- Photos de Kevin Lynch
Sur le bord de la rivière Saint-Charles, la piste de gravier est dure. Compactée par l’usage et pétrifiée par le gel. Sous les faisceaux des lampadaires, ton souffle est visible. Une trainée de vapeur que tu laisses dans ton sillage.
Le vent est tombé avec le soleil. Les lumières du château d’eau de la Rothmans s’allument en même temps que le ciel vire à l’indigo. La rivière est devenue un miroir qui te montre la ville à l’envers.
Tu remontes vers Saint-Sauveur, guidé par les chapelets de réverbères et leurs halos jaunes. Les lampes au sodium du parc Victoria font scintiller la pelouse du terrain de soccer où s’affrontent deux équipes d’amateurs, mais le son de la partie est étouffé par le grondement des roues des skateboards dans le parc tout près.
Tu plonges dans le noir, passé le terrain de basket. Tu allumes ta lampe frontale. Quand la nuit tombe, la cité t’appartient. Les piétons sont rares. Les voitures disparues. La rumeur de la ville est devenue rassurante. Tant de gens autour de toi et pourtant tu ne vois presque personne. Seuls témoins de cette présence? Le chuintement lointain des grandes artères. Les odeurs de bouffe et d’antistatique balancées par les sorties d’air des ventilateurs de cuisinières et des sécheuses.
Tu aimes courir en te sachant entouré de ces gens. Dans ta ville.

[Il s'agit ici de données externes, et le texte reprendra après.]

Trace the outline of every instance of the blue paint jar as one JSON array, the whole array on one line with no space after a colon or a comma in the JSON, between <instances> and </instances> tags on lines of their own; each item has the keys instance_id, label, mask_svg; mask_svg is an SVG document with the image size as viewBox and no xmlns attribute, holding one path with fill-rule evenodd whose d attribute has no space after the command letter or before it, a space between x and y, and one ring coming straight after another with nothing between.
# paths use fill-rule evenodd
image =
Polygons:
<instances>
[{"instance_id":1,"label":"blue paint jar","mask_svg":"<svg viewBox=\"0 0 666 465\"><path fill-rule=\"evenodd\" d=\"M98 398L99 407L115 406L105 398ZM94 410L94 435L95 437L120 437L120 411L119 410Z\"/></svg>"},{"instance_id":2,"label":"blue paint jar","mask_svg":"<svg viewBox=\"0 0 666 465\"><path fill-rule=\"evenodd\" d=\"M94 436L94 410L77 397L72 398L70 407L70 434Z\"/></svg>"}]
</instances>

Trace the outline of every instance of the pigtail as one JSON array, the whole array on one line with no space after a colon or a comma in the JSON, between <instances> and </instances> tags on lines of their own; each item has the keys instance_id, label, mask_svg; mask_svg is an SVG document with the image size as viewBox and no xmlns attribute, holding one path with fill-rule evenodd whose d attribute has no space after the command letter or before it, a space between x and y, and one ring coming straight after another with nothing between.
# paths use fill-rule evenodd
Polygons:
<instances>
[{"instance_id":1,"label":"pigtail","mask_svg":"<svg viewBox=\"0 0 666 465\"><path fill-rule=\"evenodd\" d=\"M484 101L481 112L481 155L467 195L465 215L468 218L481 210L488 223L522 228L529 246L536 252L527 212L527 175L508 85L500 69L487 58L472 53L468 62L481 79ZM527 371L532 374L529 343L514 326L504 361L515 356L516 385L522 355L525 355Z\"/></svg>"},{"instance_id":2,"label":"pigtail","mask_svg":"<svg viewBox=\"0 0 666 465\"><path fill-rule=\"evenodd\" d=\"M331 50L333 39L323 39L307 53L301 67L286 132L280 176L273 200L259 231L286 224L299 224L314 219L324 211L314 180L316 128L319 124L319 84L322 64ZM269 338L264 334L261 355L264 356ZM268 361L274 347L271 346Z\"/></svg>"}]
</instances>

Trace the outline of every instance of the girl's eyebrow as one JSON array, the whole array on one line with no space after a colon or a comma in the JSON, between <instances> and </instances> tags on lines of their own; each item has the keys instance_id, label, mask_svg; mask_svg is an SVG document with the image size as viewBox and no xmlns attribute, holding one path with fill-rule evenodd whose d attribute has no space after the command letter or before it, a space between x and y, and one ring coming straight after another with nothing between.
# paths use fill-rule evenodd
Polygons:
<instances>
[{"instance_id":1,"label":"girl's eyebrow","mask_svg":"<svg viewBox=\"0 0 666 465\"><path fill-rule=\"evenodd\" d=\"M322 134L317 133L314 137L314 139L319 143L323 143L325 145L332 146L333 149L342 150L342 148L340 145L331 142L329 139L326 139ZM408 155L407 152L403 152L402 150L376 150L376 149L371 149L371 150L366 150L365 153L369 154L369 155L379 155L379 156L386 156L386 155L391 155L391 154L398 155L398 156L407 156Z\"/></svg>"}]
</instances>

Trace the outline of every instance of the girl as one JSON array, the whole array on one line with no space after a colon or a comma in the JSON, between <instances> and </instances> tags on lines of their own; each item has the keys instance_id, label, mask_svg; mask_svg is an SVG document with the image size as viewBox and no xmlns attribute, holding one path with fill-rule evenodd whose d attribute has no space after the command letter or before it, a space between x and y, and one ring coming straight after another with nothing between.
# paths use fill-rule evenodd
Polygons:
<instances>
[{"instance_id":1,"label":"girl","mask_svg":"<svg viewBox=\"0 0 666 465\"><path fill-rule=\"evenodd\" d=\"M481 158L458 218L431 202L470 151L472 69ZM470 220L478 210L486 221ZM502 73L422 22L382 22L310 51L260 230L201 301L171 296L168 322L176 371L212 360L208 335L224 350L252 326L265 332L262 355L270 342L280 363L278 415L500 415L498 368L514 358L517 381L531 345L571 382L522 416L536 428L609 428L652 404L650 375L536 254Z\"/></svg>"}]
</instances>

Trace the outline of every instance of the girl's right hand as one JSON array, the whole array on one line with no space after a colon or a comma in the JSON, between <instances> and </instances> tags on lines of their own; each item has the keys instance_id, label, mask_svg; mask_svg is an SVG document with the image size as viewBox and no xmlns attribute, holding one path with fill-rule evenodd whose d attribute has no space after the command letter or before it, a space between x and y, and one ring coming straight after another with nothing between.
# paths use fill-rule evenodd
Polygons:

Tu cours sans parcours précis. Ces rues te sont plus familières que les lignes de ta main. Tu empruntes l’une ou l’autre selon ton envie. Tu reviens vers l’est par Saint-Vallier. Ses trottoirs t’appartiennent. Quelques fêtards précoces sortent d’un bar de quartier. D’autres, plus loin, d’une microbrasserie. Tu t’apprêtes à prendre Saint-Joseph quand tu réalises que la haute-ville te contemple. Majestueuse. Presque inquiétante, avec ses édifices magistraux qui montent la garde.
La légère douleur que tu avais au pied est disparue. Ta foulée est leste. Tes enjambées s’allongent tandis que tu entames les derniers kilomètres qui te séparent de ton point d’arrivée. Tu perçois des morceaux de conversations, des fragments de vie. Tu vois les gens par leurs fenêtres. C’est ainsi qu’ils existent, en parallèle avec toi. Courir te permet d’avoir accès à ce qu’ils sont. Leur bonheur. Leur misère. Leur quotidien.
Même en solo, la course est un exercice social. Elle te met en contact avec le monde. Tu y retrouves le son de ta respiration en même temps que le souffle de ta ville.